Segundo a presidente do Sindicato dos Agentes Comunitários de Saúde do Paraná (Sindacs-PR), Ondna Rodrigues Macedo, a contratação que a prefeitura de Curitiba realizou em maio só ocorreu após um termo de ajustamento de conduta firmado com o Ministério Público do Trabalho. “A gente sabe do nosso potencial, que poderia ser melhor aproveitado. Neste final de semana estamos debruçados para fazer um documento com várias entidades do Brasil inteiro, para a gente mandar para a Câmara dos Deputados e mostrar o que o agente de saúde pode contribuir a mais neste momento”, afirmou.

No dia-a-dia os agentes também têm grande importância, levando informações básicas de saúde, como a importância da vacinação. Até alguns anos atrás, era feita pelo menos uma visita ao domicílio de recém-nascidos – independentemente se o parto ocorreu em hospital particular ou se o endereço era de área nobre da cidade – para que um profissional explicasse sobre amamentação, importância de manter ambientes ventilados e cuidados básicos.
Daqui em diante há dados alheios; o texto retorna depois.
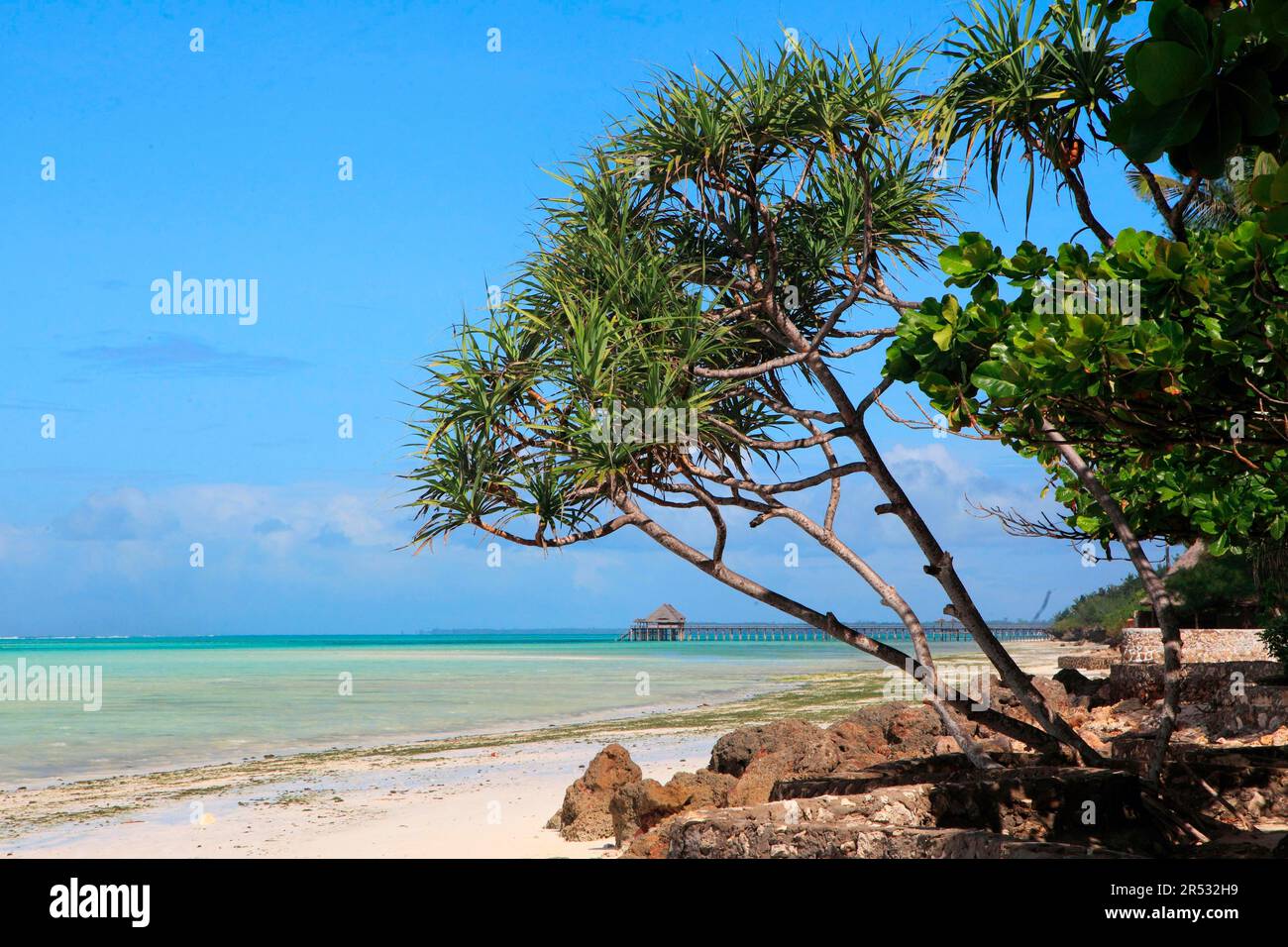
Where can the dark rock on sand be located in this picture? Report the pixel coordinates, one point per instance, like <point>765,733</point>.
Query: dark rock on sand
<point>638,806</point>
<point>585,814</point>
Nos últimos anos, esse serviço deixou de ser feito.

“É até difícil citar um local que tem número de agentes de saúde adequado. Mas depende do gestor. Aquele que sabe da importância valoriza muito o trabalho. Mas agora veio essa pandemia e está mostrando a falta que faz o agente de saúde”, opinou Ondna.

“Agentes precisam se desdobrar em áreas populosas”

O médico de família Francisco Carlos Mouzinho de Oliveira, que é professor na Universidade Federal do Paraná (UFPR) e também atua em uma unidade de saúde em Curitiba, relatou à Gazeta do Povo o impacto que a redução do número de ACS provocou no programa de Atenção Básica.

“A despeito de toda importância que esses profissionais têm, diminuiu mesmo o número de agentes, e isso repercute muito mal dentro da unidade de saúde. O tamanho da área para acompanhar ficou muito grande. Aquilo que era o grande encanto que era conhecer perfeitamente as pessoas com quem lida se perde um pouco. Onde atuo, a equipe é em número adequado, mas sei por colegas casos em que os agentes precisam se desdobrar por áreas populosas”, afirmou. Segundo ele, os agentes são fundamentais para a estratégia Saúde da Família, e a sociedade precisa debater mais sobre o assunto.

Prefeitura: "sem prejuízo à população"  

Em nota enviada à Gazeta do Povo na quarta-feira (10), a prefeitura afirmou que segue “as recomendações do Ministério da Saúde para adequações do agente comunitário de saúde frente a situação epidemiológica da Covid-19” e que no momento não há previsão de novas contratações. A prefeitura ressaltou as medidas que vêm tomando para organizar o fluxo de atendimento nas unidades de saúde durante a pandemia, e que mesmo com a emergência sanitária não houve prejuízo nos serviços de Atenção Básica prestados à população.